Sometimes the ultrasound technician doesn't want to deal with my nonstop questions:

  • "Why do you apply that clear gel first?"
  • "Is that my ankle bone? Dang!"
  • "Is that bright region an artery? That is so cool!"
  • "Oh, can we see the blood flow with the Doppler thingy?"
  • But usually the techs are pretty happy to explain what's going on, and I'm grateful to them. It is, after all, pretty strange to be living out our lives in these soggy bags of bones and organs. We think of ourselves as separate, higher beings with concerns above and beyond this mundane physicality. But a few minutes with the ultrasound and it's pretty clear what a miracle these bodies really are.

    With that in mind, I offer you one minute and 18 seconds of embodied cosmic weirdness. It's an MRI of baritone Michael Volle singing Wagner's "O du, mein holder Abendstern" (Oh Thou, my fair evening star). It's both beautiful and gross at the same time, which is exactly the point. Even our highest aspirations are always grounded in the raw stuff of the world.

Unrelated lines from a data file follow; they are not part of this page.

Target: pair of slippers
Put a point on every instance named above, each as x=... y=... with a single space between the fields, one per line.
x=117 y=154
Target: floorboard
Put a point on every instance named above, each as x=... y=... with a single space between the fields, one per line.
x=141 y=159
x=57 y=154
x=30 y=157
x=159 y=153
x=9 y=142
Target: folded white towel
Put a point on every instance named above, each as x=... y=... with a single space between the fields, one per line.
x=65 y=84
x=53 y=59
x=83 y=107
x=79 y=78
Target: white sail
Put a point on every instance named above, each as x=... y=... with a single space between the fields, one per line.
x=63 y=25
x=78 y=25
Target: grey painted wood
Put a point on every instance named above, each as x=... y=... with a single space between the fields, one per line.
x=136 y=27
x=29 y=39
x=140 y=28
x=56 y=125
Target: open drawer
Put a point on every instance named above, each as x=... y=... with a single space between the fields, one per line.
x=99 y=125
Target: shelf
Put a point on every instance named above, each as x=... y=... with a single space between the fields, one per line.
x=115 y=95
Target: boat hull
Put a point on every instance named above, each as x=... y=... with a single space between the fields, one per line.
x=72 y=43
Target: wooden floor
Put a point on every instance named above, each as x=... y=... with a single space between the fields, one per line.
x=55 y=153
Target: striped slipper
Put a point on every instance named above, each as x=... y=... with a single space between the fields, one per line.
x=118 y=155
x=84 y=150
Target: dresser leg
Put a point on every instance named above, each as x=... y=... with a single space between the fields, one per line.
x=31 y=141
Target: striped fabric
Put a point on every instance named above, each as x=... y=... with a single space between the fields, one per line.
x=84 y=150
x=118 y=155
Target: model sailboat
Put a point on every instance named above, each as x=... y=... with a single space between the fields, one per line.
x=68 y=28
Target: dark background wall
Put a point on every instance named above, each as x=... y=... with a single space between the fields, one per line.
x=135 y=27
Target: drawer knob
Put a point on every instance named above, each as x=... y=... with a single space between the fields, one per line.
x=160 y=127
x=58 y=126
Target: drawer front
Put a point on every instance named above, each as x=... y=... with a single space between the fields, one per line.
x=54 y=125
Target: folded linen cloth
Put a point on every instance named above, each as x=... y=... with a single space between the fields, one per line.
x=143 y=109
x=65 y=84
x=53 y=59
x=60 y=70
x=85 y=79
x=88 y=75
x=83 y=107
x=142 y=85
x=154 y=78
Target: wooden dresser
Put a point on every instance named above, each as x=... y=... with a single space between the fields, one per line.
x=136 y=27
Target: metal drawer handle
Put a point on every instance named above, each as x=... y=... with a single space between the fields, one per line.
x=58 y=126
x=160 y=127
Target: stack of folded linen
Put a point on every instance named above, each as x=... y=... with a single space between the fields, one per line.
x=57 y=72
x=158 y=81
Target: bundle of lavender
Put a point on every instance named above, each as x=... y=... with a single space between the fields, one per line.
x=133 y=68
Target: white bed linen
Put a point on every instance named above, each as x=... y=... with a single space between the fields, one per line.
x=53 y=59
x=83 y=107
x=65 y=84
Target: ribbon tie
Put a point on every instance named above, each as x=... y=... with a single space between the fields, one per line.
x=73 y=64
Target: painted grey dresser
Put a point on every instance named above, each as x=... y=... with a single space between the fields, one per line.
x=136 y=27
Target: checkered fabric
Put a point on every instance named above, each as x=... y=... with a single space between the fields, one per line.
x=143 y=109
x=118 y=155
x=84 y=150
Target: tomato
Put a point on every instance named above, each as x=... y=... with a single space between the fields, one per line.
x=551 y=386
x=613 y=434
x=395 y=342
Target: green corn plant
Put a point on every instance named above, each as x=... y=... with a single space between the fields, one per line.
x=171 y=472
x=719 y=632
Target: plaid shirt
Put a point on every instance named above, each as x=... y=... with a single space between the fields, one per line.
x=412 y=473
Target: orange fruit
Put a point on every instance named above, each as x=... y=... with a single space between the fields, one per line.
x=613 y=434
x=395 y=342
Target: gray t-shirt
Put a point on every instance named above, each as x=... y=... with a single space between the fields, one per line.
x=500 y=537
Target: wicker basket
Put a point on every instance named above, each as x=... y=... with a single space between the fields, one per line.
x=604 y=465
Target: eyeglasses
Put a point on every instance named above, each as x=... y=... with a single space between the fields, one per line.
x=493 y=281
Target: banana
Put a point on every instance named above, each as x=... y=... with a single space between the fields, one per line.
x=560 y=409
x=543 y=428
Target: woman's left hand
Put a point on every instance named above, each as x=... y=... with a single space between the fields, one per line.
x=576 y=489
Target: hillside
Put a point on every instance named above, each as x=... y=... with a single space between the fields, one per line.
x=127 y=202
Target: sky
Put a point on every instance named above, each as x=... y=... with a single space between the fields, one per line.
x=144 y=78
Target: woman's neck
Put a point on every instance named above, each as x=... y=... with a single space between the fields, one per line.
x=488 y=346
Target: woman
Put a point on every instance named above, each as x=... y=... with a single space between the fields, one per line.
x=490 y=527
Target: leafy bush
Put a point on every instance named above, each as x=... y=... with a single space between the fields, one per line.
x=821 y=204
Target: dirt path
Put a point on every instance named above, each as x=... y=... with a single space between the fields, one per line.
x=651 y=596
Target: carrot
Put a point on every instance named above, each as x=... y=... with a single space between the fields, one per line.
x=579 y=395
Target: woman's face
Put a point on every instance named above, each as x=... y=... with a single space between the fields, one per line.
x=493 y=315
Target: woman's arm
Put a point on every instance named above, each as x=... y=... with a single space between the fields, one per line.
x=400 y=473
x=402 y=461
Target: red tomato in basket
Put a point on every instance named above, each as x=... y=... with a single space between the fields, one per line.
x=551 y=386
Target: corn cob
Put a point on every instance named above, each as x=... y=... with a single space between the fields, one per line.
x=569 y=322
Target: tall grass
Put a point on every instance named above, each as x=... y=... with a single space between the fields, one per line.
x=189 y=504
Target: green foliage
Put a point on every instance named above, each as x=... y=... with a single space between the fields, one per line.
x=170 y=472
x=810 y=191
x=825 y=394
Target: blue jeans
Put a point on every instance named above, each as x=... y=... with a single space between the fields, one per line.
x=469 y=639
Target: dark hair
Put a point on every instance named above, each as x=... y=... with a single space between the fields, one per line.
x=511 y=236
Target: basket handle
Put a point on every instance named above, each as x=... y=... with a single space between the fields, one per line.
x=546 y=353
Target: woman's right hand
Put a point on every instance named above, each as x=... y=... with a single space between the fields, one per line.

    We are goop, even as we yearn to be gods.

    Adam Frank is a co-founder of the 13.7 blog, an astrophysics professor at the University of Rochester, a book author and a self-described "evangelist of science." You can keep up with more of what Adam is thinking on Facebook and Twitter: @adamfrank4.

    Copyright 2021 NPR. To see more, visit https://www.npr.org.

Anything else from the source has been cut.